Forward Looking Statements

This communication includes "forward-looking statements". All statements, other than statements of historical facts, included in this communication are forward-looking statements.  Such forward-looking statements may include, without limitation, statements regarding the pending transaction with ExxonMobil, the holding of the Special Meeting and the timing of such Special Meeting, the timing to consummate the proposed transaction with ExxonMobil, the ability to satisfy the conditions to consummation of the proposed transaction, and the timing or outcome of the resource certification process for the Elk-Antelope field as applicable to the CRP.  These statements are based on the current belief of InterOil, as well as assumptions made by, and information currently available to InterOil.  No assurances can be given however, that these events will occur.  Such statements are subject to a number of assumptions, risks and uncertainties, many of which are beyond the control of InterOil, which may cause actual results to differ materially from those implied or expressed by the forward-looking statements.

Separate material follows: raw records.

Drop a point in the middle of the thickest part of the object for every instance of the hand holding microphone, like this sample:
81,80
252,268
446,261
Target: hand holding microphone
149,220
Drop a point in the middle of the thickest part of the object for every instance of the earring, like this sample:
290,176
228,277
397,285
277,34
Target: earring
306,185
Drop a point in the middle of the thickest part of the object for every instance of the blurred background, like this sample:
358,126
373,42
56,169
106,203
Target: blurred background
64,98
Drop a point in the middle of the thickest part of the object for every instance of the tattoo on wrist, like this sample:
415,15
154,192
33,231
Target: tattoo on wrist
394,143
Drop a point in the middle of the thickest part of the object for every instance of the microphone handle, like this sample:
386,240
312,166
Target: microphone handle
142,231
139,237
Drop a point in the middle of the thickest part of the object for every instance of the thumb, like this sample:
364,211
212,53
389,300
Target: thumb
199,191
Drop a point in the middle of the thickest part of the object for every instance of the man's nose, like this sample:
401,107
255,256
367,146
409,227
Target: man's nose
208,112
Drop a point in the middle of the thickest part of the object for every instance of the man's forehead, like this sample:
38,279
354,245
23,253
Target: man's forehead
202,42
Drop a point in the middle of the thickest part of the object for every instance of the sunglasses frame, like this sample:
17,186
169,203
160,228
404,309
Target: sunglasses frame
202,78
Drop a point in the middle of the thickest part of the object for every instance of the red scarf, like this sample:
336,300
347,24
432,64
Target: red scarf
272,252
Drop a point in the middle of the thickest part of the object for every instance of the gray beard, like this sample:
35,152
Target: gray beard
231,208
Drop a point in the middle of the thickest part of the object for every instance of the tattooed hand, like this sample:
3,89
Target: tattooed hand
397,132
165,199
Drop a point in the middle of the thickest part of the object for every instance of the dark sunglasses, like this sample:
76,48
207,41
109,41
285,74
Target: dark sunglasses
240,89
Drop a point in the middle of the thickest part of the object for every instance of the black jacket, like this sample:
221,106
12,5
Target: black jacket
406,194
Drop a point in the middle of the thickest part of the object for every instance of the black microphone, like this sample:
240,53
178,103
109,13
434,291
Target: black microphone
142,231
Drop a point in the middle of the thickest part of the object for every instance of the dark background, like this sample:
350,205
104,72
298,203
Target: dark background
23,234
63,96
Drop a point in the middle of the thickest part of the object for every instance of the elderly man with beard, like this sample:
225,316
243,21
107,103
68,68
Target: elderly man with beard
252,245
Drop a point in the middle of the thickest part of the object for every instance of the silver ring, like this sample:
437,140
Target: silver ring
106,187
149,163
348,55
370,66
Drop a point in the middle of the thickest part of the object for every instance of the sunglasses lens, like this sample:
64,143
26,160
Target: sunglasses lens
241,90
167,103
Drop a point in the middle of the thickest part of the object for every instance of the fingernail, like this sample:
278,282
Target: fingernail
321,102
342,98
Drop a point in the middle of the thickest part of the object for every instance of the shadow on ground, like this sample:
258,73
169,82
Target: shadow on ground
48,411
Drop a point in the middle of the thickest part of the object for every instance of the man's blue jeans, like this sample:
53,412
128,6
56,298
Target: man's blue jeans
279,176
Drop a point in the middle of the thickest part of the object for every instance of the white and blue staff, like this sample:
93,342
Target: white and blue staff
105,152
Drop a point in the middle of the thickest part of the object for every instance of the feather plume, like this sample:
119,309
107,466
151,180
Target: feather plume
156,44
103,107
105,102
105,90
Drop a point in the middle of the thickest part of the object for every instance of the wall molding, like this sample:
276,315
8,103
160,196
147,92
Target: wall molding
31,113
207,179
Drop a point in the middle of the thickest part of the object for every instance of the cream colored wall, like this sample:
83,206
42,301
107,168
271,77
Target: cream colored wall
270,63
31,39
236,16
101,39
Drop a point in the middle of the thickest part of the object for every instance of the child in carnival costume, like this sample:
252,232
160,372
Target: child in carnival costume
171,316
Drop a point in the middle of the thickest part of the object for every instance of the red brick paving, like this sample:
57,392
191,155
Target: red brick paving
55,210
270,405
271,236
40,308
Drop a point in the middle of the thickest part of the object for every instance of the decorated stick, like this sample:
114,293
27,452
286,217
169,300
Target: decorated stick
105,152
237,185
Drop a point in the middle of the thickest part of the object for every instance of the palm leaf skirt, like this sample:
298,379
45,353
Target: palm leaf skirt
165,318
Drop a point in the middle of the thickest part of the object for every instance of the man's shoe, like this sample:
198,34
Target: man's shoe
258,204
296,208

These include in particular assumptions, risks and uncertainties relating to the receipt of a final order from the Yukon court with respect to the transaction, the risk that a condition to closing of the proposed acquisition may not be satisfied, the risk that shareholder or other required approval for the proposed acquisition is not obtained or is obtained subject to conditions that are not anticipated, the timing or outcome of the resource certification process for the Elk-Antelope field as applicable to the CRP and other risk factors discussed in InterOil's management information circular dated August 16, 2016, its annual report for the year ended December 31, 2015 on Form 40-F and its Annual Information Form for the year ended December 31, 2015, and under the heading “Factors Affecting Future Results” available through the “Investors” section on ExxonMobil’s website and in Item 1A of ExxonMobil’s 2015 Form 10-K. InterOil disclaims any intention or obligation to update or revise any forward-looking statements, whether as a result of new information, future events or otherwise, except as expressly required by applicable laws. References to gas resources in this release may include amounts that ExxonMobil or InterOil believe will ultimately be produced but that are not yet classified as “proved reserves” under U.S. SEC definitions. 

 

Legal Notice

None of the securities anticipated to be issued pursuant to the ExxonMobil transaction have been or will be registered under the United States Securities Act of 1933, as amended (the "U.S. Securities Act"), or any state securities laws, and any securities issued pursuant to the ExxonMobil transaction are anticipated to be issued in reliance upon available exemptions from such registration requirements pursuant to Section 3(a)(10) of the U.S. Securities Act and applicable exemptions under state securities laws. This document does not constitute an offer to sell or the solicitation of an offer to buy any securities.

 

There can be no assurance that the transaction with ExxonMobil will occur. The ExxonMobil transaction is subject to certain approvals and the fulfillment of certain conditions, and there can be no assurance that any such approvals will be obtained and/or any such conditions will be met.